Chapter 8 Defining Cluster Identity with scRNA-seq

In addition to allowing cluster identity assignment with gene scores, ArchR also enables integration with scRNA-seq. This can help with cluster identity assignment because you can directly use clusters called in scRNA-seq space or use the gene expression measurements after integration. The way this integration works is by directly aligning cells from scATAC-seq with cells from scRNA-seq by comparing the scATAC-seq gene score matrix with the scRNA-seq gene expression matrix. Under the hood, this alignment is performed using the FindTransferAnchors() function from the Seurat package which allows you to align data across two datasets. However, to appropriately scale this procedure for hundreds of thousands of cells ArchR provides a parallelization of this procedure by dividing the total cells into smaller groups of cells and performing separate alignments.

Effectively, for each cell in the scATAC-seq data, this integration process finds the cell in the scRNA-seq data that looks most similar and assigns the gene expression data from that scRNA-seq cell to the scATAC-seq cell.

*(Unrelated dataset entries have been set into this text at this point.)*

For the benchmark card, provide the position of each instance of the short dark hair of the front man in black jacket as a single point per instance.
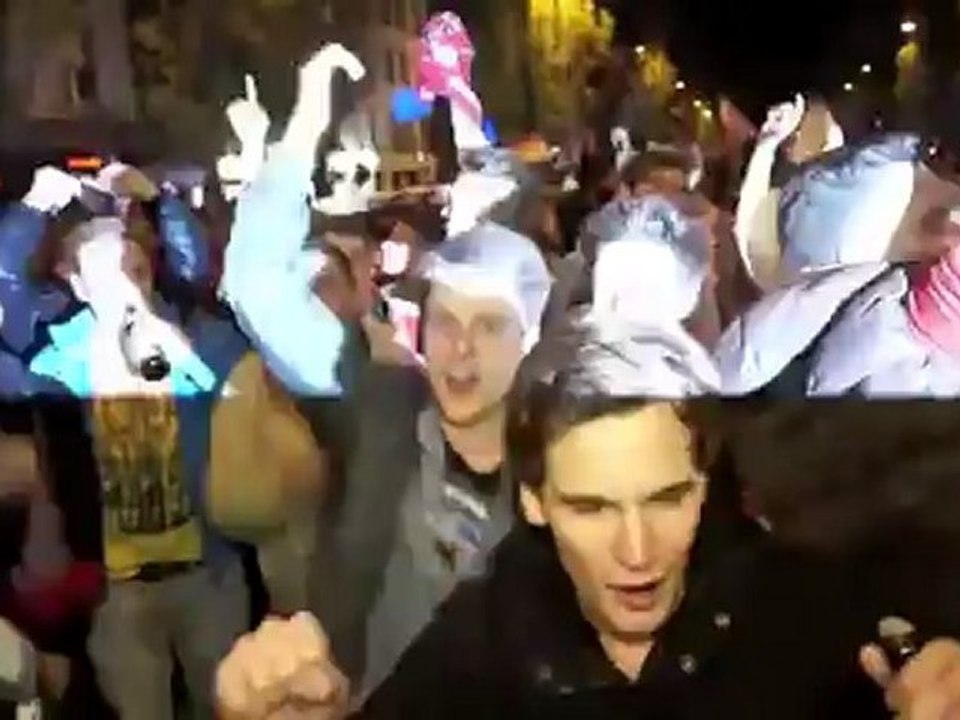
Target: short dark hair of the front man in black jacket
(560, 386)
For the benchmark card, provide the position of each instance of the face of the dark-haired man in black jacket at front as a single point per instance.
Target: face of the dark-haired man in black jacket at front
(622, 497)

At the end, each cell in scATAC-seq space has been assigned a gene expression signature which can be used for many downstream analyses. This chapter illustrates how to use this information for assigning clusters while later chapters show how to use the linked scRNA-seq data for more complex analyses such as identifying predicted cis-regulatory elements. We believe these integrative analyses will become increasingly relevant as multi-omic single-cell profiling becomes commercially available. In the meantime, using publicly available scRNA-seq data in matched cell types or scRNA-seq data that you have generated on your sample of interest can bolster the scATAC-seq analyses performed in ArchR.